The holidays are a time for celebration. And as our teenagers progress through high school, there are a series of celebratory events – prom, graduation, the last football game or track meet, etc. How families celebrate at home is their own business. But when others outside the home are involved, it can become the community's interest. That is the case with serving alcohol to minors.

If you are holding parties for youth outside of your family in your home, or allowing your children to do so, and alcohol is being served to youth under the age of 21, then you are breaking the law. More importantly, you are endangering young lives.

Please stop. If you don't, the county will stop you. At my motion, the Board of Supervisors unanimously directed our Police Department to arrest parents who host for minors parties where alcohol is served. We care about our kids.

The adolescent brain is still developing its ability to engage in reasoned thought. When alcohol is introduced, the brain's reasoning capability is further reduced. This is why youth who drink alcohol are even more susceptible to risky behaviors and peer pressure.

At its worst, teen drinking can result in drunk driving, assault, drug use, teen pregnancy, injury, or even death. When parents provide youth with alcohol, they are directly endangering the lives of those youth who drink.

Serving alcohol to youth is also a missed opportunity to set a good example.

The 2016 Fairfax County Youth Survey shows that 93 percent of teens do not drink alcohol when their parents clearly conveyed their belief that it was very wrong to drink underage. But when teens thought their parents were ok with underage drinking, then 53 percent did drink.

Our kids may not listen to us, but they do watch us and learn from us. We should all be positive role models for the youth in our community, both in our homes and outside.
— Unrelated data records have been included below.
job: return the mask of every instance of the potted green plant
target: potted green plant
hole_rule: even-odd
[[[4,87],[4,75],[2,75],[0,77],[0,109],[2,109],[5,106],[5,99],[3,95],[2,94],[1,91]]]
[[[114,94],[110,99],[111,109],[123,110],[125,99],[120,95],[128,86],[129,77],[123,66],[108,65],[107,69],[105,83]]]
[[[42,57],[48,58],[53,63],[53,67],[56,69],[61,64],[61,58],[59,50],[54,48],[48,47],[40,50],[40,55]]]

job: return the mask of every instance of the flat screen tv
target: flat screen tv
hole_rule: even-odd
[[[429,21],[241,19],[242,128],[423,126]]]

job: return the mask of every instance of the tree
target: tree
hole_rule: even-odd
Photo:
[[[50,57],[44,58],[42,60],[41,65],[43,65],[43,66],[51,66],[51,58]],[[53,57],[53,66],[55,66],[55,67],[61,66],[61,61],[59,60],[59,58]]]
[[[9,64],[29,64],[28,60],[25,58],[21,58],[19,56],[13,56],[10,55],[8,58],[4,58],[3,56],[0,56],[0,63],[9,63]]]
Why do some parents serve alcohol to their children's friends? Some believe it strengthens their bonds to their own children. Others believe it will make their kids more popular. Some may believe it makes them (as parents) more popular with kids. Others believe that kids will drink anyway, so it would be better if they did so under some sort of supervision.

To be blunt, none of these reasons is a good reason. There are far more constructive ways to be popular than to serve alcohol, and adults, especially parents, have an additional responsibility to be good role models.

I strongly support the parents' organization "Parents Who Host Lost the Most." Parents who serve alcohol to other kids need to be held accountable.

Every year some youth in our county die needlessly, or are badly injured or otherwise subject to harmful results, due to drinking alcohol. Let's join together to help our kids stay safe. And for those who don't wish to join us, please know our police department will be out looking for you. Don't serve alcohol to minors.